Eon, S., Culard, F., Sy, D., Charlier, M. and Spotheim-Maurizot, M. Radiation Disrupts Protein-DNA Complexes through Damage to the Protein. The lac Repressor-Operator System. Radiat. Res. 156, 110-117 (2001). Binding of a protein to its cognate DNA sequence is a key step in the regulation of gene expression. If radiation damage interferes with protein-DNA recognition, the entire regulation process may be perturbed. We have studied the effect of gamma rays on a model regulatory system, the E. coli lactose repressor-operator complex. We have observed the disruption of the complex upon irradiation in aerated solution. The complex is completely restored by the addition of nonirradiated repressor, but not by the addition of nonirradiated DNA. Thus radiation disrupts the DNA-protein complex by affecting the binding ability of the protein. This interpretation is supported by the dramatic loss of binding ability of a free irradiated repressor toward nonirradiated DNA. Interestingly, the dose necessary for the disruption of the irradiated complex is higher than that for inducing the complete loss of the binding ability of the free irradiated repressor. This may be due to the protection of key amino acids by the bound DNA. As seen from calculations of the accessibility of amino acids to radiolytic OH(.), the protection is due to both masking and conformational effects.

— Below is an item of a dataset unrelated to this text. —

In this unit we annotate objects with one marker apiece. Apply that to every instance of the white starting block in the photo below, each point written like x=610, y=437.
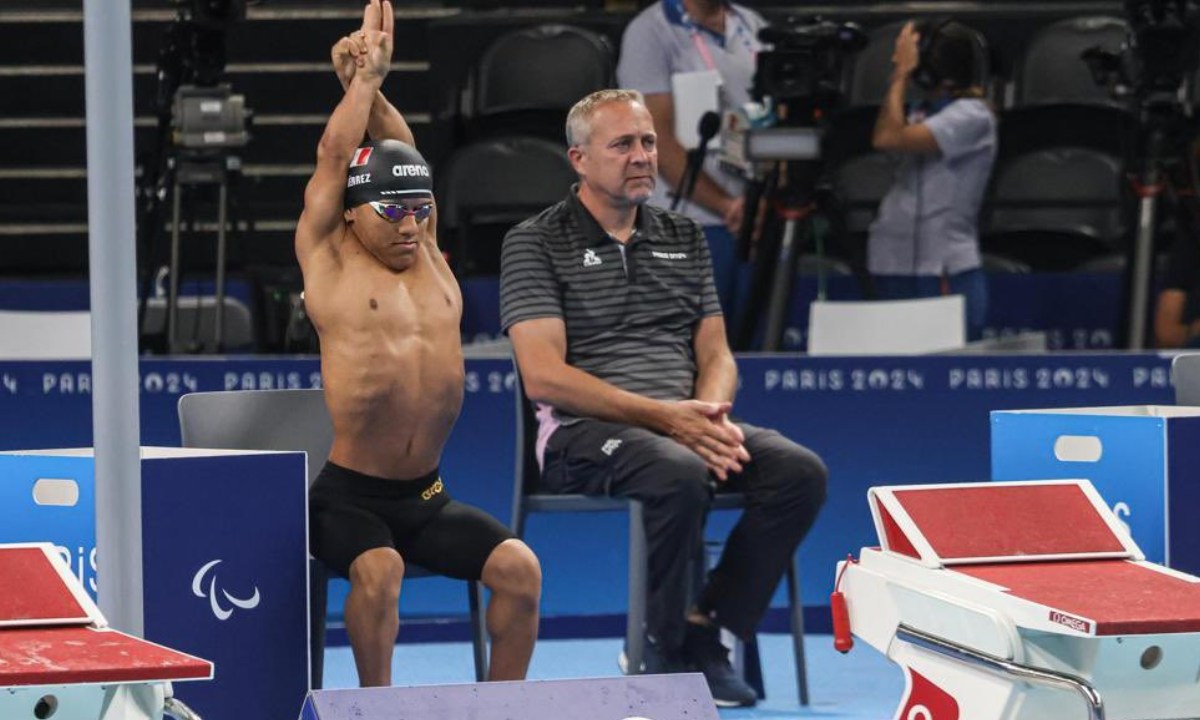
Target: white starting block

Strand break induction by photoabsorption in DNA-bound molecules.

Dried samples of a DNA-chloroterpyridine platinum complex were irradiated with monochromatic X rays tuned to the photoabsorption resonance of the L(III) inner shell of the platinum atom. The number of single- and double-strand breaks (SSBs and DSBs) triggered by the Auger effect in supercoiled DNA plasmids was measured by the production of circular nicked and linear forms. To probe the specific contribution of the L(III) inner-shell excitation of the platinum atom, photon wavelengths were tuned on the resonance energy (on peak) and below (off peak). The quantum yields of the resonance radiation were typically found to be 11 for the SSBs and 1 for the DSBs. The DSB-to-SSB ratio increased by 20% when switching from off-resonance to on-resonance irradiation.